In his live performance, Josiah Wise, the man behind serpentwithfeet, emerges as a story teller and raconteur, not just in his elastic facial expressions but in his ad libs (both subtle and not at all subtle). His performance is a mix of him hitting play on his laptop and singing along to a backing track and quiet moments behind his keyboard. It’s the latter of the two that feels most special, when all of the production has been stripped away and his restraint comes through. Even as he skips along the entirety of his tremendous vocal range, he refrains from blasting the audience away with volume. We know he can do it — he does during the songs with a backing track — but instead he gives us softness and intimacy.

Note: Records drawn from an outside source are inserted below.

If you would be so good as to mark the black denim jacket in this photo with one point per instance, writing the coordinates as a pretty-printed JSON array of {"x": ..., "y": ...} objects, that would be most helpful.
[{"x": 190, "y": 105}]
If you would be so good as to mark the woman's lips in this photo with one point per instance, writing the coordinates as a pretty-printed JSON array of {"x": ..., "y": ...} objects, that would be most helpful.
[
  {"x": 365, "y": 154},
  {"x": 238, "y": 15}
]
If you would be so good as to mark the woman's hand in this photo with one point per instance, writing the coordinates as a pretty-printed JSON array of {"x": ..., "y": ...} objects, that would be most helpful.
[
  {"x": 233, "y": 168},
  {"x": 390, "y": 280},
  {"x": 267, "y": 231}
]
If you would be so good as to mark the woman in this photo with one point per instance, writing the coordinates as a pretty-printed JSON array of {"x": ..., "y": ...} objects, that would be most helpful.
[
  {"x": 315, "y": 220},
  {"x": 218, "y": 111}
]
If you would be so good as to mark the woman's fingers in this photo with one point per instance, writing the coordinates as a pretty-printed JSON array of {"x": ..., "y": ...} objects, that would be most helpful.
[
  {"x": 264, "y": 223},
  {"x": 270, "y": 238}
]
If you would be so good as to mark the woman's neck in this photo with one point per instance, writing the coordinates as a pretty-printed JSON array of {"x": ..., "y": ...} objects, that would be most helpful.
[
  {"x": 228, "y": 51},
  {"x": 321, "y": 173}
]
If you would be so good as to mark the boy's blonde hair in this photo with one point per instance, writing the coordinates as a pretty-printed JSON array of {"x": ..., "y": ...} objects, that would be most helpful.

It’s also these quiet portions for the set that have the most of Wise’s unexpected humor. “fragrance” is reframed as a support group of ex-boyfriends and “wrong tree” somehow spins off into him backing up his point that it’s difficult to listen the first time by asking any teachers in the audience to confirm this all while singing in his operatic range (he also takes the opportunity to affirm that, despite coming on stage in a backpack, he’s not going camping).
This light and disarmingly beautiful absurdity makes it possible for Wise to pull off a foot-stomping call and response. Riffing on “whisper,” he implores the audience to repeat “not all breaking here” back to him, loud enough for your boo in another country or your favorite aunt that you get drinks with who freezes up on certain topics to hear.
It’s a brief 45 minutes later that the set winds up and sends us heading home before 22:00 on a school night. It’s an abrupt on-with-the-lights-don’t-even-think-of-asking-for-an-encore. It’s an encore we would have asked for. And it leaves us wanting so much more, and imagining all the directions this show could possibly go in.